O jabuti se entoca na terra e deixa pra fora só a cabeça, completamente untada de mel, mergulhado, como se fosse ele mesmo um pequeno tronco de árvore do qual saía uma colmeia farta. Era tanto mel que se formou uma poça âmbar, lustrosa e perfumada ao redor daquele pedacinho de pau. Não demorou muito, passou a raposa com a flauta, acompanhada de uma amiga. Mas aquilo ali por acaso é mel?, pergunta a raposa para sua amiga. Acho que não, acho que é jabuti.  Ela chega perto da poça, molha a patinha e lambe. É mel-de-pau sim! A sede da raposa era tanta que se entregou sem pensar duas vezes. Depois de secar a poça tentou sugar o mel direto daquele toco que brotava da terra. O jabuti, mais rápido que ligeiro, mordeu a língua da raposa e disse, raposa, que é da minha frauta? A raposa se assusta, tenta se fazer de desentendida, diz que não está com ela. O jabuti vai pressionando cada vez mais a língua da raposa, até que ela finalmente entrega o instrumento.
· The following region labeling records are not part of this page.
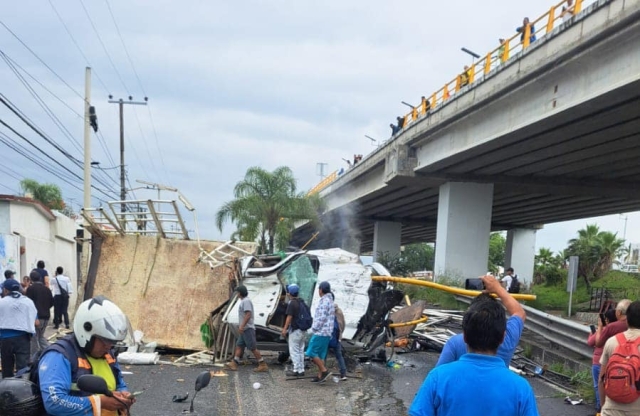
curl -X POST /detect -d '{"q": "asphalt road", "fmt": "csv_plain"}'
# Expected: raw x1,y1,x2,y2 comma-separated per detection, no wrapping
123,352,595,416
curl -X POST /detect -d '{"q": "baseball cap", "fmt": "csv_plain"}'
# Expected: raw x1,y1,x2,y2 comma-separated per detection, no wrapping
287,283,300,296
234,285,249,296
2,279,20,292
318,281,331,293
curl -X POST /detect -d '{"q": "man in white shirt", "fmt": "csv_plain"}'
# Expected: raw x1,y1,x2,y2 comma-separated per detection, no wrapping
0,279,38,378
500,267,513,292
50,266,73,329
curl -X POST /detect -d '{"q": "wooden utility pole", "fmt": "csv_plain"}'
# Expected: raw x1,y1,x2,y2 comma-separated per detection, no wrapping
109,96,148,231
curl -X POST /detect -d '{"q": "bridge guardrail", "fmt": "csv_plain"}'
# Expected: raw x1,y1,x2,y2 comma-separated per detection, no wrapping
455,296,593,358
308,0,600,195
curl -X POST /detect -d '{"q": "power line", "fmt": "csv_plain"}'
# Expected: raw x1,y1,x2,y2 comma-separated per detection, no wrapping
104,0,147,96
78,0,129,94
0,20,84,102
49,0,109,93
102,0,166,182
0,51,83,154
0,49,84,118
0,116,113,201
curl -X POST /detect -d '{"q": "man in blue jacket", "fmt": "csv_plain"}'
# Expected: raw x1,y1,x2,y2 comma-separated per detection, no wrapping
38,296,135,416
409,293,538,416
436,276,527,367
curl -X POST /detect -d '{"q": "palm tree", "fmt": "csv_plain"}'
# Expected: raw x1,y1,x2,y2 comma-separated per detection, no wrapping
598,231,626,274
216,166,323,253
20,179,64,210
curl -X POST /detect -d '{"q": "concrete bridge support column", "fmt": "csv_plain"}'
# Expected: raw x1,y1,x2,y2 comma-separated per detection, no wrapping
434,182,493,279
504,228,537,285
373,221,402,261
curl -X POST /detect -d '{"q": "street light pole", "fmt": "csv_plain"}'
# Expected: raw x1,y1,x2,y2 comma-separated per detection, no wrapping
78,67,91,287
109,95,148,230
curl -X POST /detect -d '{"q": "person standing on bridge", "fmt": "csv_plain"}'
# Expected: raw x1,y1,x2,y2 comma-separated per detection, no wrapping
436,275,527,367
409,293,538,416
516,17,536,43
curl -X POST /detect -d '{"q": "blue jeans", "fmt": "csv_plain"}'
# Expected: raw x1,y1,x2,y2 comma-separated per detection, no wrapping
591,364,600,411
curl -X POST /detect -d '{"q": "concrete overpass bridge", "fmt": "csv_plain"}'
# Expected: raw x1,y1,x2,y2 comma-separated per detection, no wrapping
294,0,640,280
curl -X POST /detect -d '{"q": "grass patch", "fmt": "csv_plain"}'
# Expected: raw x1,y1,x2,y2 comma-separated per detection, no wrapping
398,276,466,309
527,279,591,311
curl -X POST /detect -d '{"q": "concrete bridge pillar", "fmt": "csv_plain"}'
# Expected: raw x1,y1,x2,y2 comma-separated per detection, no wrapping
504,228,537,285
373,221,402,261
434,182,493,279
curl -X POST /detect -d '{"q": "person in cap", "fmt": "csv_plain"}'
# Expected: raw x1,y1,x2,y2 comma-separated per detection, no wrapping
0,279,38,378
38,296,135,416
35,260,51,289
306,281,335,383
226,285,269,373
4,270,26,295
27,270,53,353
282,284,305,377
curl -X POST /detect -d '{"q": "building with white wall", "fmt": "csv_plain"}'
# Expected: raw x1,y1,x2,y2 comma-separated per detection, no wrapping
0,195,78,305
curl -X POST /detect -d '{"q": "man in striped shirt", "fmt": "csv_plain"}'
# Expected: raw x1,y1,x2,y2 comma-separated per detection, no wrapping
305,282,335,383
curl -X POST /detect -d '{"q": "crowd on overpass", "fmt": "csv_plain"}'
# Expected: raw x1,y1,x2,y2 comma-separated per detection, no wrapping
389,0,581,137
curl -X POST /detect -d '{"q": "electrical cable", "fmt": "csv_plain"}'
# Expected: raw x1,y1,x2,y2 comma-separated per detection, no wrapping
102,0,166,180
0,20,85,102
78,0,129,94
49,0,110,94
0,51,83,154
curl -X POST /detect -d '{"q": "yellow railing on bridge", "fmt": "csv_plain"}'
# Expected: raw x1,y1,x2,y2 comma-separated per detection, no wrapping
307,171,338,195
307,0,584,195
402,0,583,129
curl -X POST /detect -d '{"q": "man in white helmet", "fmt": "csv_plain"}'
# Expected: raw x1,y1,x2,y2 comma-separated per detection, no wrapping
38,296,135,416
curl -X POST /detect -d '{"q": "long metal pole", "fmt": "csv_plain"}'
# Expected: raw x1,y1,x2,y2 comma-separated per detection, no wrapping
78,67,91,286
118,100,127,229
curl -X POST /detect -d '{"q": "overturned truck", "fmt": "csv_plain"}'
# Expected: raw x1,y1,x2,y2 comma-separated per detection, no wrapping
214,249,422,359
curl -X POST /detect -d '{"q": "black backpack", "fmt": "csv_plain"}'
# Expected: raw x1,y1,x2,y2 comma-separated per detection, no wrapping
295,299,313,331
509,274,520,293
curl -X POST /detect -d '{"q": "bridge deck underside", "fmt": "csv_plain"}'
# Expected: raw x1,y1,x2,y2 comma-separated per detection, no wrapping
294,81,640,252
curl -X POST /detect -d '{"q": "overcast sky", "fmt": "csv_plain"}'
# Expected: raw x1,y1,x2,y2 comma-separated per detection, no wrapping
0,0,640,255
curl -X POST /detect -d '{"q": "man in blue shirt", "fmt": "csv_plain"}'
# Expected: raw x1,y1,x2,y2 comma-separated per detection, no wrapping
409,293,538,416
436,276,527,367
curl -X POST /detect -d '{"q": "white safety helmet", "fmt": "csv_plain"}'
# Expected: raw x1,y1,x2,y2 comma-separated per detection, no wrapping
73,296,133,351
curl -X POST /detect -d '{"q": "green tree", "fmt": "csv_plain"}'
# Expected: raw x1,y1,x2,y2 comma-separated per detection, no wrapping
20,179,65,210
487,232,507,275
402,243,435,272
566,224,625,289
533,247,565,285
216,166,324,253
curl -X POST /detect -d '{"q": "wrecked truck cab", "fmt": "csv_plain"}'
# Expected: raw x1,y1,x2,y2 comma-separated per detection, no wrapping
223,249,403,351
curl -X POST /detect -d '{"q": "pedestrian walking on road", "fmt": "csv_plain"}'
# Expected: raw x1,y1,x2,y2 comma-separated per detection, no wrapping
36,260,51,289
226,285,269,373
51,266,73,329
0,279,38,378
409,293,538,416
281,284,305,377
27,270,53,354
305,282,335,383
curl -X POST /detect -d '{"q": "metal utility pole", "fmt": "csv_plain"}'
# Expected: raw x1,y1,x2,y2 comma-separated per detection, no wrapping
109,95,148,229
78,67,91,286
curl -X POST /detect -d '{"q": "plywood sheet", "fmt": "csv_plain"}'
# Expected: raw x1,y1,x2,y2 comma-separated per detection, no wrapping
93,235,255,349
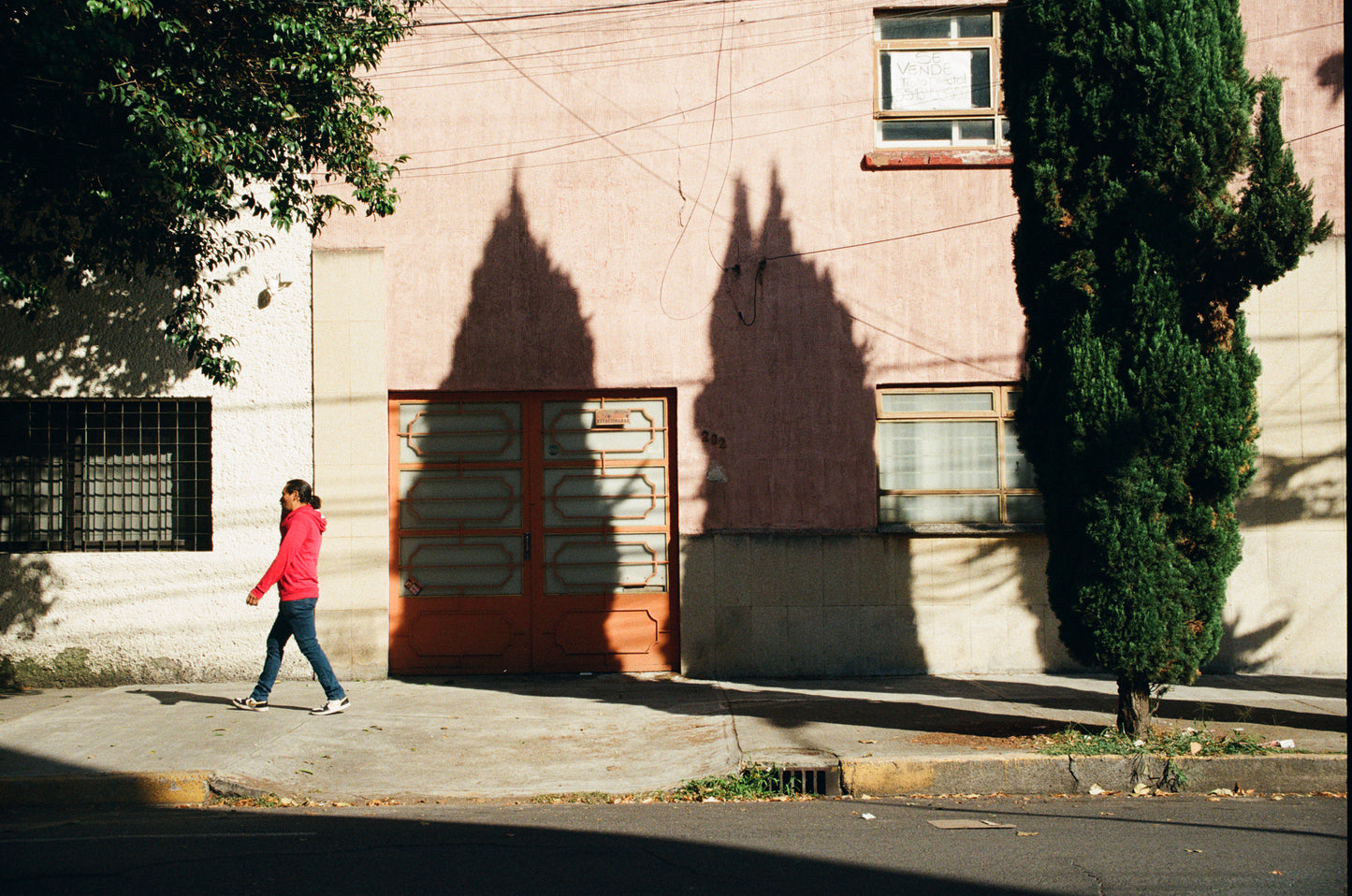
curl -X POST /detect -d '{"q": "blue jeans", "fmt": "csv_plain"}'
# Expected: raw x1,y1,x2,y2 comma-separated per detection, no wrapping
249,598,347,702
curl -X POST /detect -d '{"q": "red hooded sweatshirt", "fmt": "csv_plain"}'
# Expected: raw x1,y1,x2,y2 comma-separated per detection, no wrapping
250,504,328,600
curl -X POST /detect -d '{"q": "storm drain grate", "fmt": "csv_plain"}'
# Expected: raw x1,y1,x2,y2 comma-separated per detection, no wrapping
778,765,841,796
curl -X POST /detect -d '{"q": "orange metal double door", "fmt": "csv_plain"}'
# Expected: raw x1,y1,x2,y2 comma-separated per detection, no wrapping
389,393,677,674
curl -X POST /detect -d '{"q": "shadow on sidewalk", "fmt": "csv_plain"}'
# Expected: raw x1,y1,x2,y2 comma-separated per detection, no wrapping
420,675,1346,738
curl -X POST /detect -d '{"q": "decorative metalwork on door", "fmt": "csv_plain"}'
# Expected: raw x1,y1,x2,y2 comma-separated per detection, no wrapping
389,395,676,674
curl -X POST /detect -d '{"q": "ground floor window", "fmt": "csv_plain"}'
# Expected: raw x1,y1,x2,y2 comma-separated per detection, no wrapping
0,398,211,553
878,385,1042,531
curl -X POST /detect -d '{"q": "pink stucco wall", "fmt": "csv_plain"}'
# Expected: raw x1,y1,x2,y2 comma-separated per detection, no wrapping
319,0,1344,532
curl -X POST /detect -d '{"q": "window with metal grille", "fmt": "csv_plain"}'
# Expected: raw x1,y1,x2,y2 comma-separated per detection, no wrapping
0,398,211,553
878,385,1042,532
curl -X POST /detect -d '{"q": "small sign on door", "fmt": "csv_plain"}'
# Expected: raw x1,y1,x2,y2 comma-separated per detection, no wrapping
592,408,629,428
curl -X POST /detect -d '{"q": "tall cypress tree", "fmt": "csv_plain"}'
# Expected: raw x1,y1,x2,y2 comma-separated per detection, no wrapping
1003,0,1331,734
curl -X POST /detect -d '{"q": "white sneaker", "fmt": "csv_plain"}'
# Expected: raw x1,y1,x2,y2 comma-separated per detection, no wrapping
310,698,349,715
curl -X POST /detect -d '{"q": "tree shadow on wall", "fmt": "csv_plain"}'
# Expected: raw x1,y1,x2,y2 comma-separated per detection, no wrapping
392,182,654,674
0,554,61,641
0,280,192,397
440,182,596,392
683,174,924,677
1315,51,1345,106
0,282,192,672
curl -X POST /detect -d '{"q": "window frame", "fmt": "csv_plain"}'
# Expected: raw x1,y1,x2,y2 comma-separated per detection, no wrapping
0,397,213,554
873,6,1009,155
875,383,1045,535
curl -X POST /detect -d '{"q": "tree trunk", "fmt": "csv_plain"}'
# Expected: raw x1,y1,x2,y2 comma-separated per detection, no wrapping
1117,675,1151,738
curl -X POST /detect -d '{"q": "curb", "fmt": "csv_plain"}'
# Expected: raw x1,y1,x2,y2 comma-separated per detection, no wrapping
841,754,1348,796
0,772,211,807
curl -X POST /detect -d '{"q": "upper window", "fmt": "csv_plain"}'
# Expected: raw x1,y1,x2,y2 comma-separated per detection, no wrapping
0,398,211,553
873,7,1008,149
878,385,1042,531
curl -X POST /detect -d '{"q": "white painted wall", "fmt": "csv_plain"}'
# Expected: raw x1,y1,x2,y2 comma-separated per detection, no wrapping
0,217,323,683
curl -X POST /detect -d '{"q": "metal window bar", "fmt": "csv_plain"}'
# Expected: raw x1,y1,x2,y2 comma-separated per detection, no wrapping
0,398,211,553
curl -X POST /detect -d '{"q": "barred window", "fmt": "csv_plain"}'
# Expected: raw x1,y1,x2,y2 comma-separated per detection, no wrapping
0,398,211,553
878,385,1042,532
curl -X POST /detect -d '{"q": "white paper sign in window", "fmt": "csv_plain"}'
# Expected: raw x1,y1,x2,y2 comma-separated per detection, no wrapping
884,50,975,110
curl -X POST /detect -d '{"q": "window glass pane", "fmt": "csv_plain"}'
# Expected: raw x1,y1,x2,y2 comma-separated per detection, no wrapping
1005,495,1046,523
954,12,994,37
879,420,999,491
1003,420,1037,488
880,392,996,413
878,495,1000,523
878,15,952,40
878,48,991,112
957,119,996,143
878,119,996,146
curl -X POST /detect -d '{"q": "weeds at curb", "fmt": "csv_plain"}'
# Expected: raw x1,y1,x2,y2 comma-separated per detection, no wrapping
1037,724,1291,765
530,765,811,805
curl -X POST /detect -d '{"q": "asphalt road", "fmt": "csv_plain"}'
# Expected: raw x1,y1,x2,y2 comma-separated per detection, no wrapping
0,796,1346,896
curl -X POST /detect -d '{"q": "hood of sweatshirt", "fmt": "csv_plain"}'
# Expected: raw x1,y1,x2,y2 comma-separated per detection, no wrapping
282,504,328,532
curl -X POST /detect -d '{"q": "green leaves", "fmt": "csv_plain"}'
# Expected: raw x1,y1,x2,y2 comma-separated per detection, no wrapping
0,0,420,383
1003,0,1328,724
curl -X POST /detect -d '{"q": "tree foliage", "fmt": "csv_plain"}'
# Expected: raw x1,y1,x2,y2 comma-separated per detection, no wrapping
0,0,420,383
1003,0,1330,731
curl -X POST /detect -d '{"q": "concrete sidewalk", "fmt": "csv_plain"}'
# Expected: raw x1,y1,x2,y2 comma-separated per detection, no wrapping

A raposa é muito esperta, mas não é Yawo’ti, ele me diz mostrando a flautinha de madeira e dando uma risada satisfeita. E você tem sonhado com o jabuti errado, mas deixa estar, deixa estar. Depois disso saiu tocando a música do sítio do pica pau amarelo.


*Nota do autor: a aventura do jabuti e da raposa descrita neste texto é a releitura de uma lenda indígena Tupi, a partir do relato constante na publicação de O Selvagem (1876), de Couto de Magalhães (1837-1898).